Overcoming objections

Overcoming Objections

Alexander Nikolov Strategies for Business Growth

One of the biggest concerns of sales people and business owners are

client objections.

Think about it, do you know how to approach when you hear the client say:

  • “The price is too high”;
  • “I do not have the money. I can not afford it”
  • “I do not have time then. I am very busy.”
  • “I can’t travel right then.”
  • “I have no interest.”

I bet you hear at least 2 of the above objections from your clients on a regular basis. And my first question to you is:

how do you react when you hear these objections? –

Do you feel anxious and worried that you do not know how to approach them and you fear you may lose the deal, or do you feel confident and calm that everything is going on as you have expected?

Most sales people and business owners are concerned about these objections. And the first reason for their concern comes from the fact that they are not prepared how to respond to them. Most business owners rely on finding answers on the spot and possibly “enchanting” the customer. Improvisations sometimes work, of course, but we can rarely “enchant” a potential client just like that… In most cases, however, if you are unprepared and do not feel confident, you will simply lose the deal.

It is much better to know in advance what to say.

Then we can say it with confidence and inner peace, which is a key factor when we persuade someone to decide to buy our product or service.

Dealing with objections can also be a lot of fun when you’re prepared and have a system for how to do it. Here are two simple rules you can use to overcome any objection and significantly increase the number of closed trades.

Rule №1: Acknowledge the objections either in advance or after they have been raised.

Just admit that it is normal for people to be skeptical. We ourselves are skeptical when someone offers us something. In today’s world of information and tens of thousands of commercial messages every day, it is normal to be skeptical. So acknowledge the client’s skepticism and show them that you understand their objection. Simply agree with the client that it is normal to feel and think that way. This will show that you are concerned and understand them…. And the client will feel that you are on their side.

Rule №2: Do not directly attack the client’s objection.

If you attack the objection and immediately try to respond, you are actually attacking the person who is making the objection. This will only make them more aggressive or more defensive and they will continue to bring other objections to you. That way you will hardly be able to close the deal ….

Instead, turn the objection into a question you can answer

and ask your client to agree that this is actually the real question. For example, you might say, “Do you agree that the real question here is not the price itself, but how to make sure that the benefits of the investment you make will be many times greater than the price you pay?” And once the client agrees that this is the question, you just have to answer that question.
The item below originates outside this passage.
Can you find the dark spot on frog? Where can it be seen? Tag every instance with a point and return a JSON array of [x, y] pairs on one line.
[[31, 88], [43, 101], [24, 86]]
Notice how, through this question, we are not answering the initial objection “it costs too much”, but we are answering another question that we ourselves have formulated… ..

In order to apply the last piece of advice, you need to be prepared in advance both with the reformulation of the question and with the possible answers to this question. Don’t count on inventing it on the spot! Many of my clients, who previously used to rely on improvisation, after they start following my 5-step approach to dealing with any objection, close much more trades. At the heart of this 5-step approach are the two rules above, so start by following them.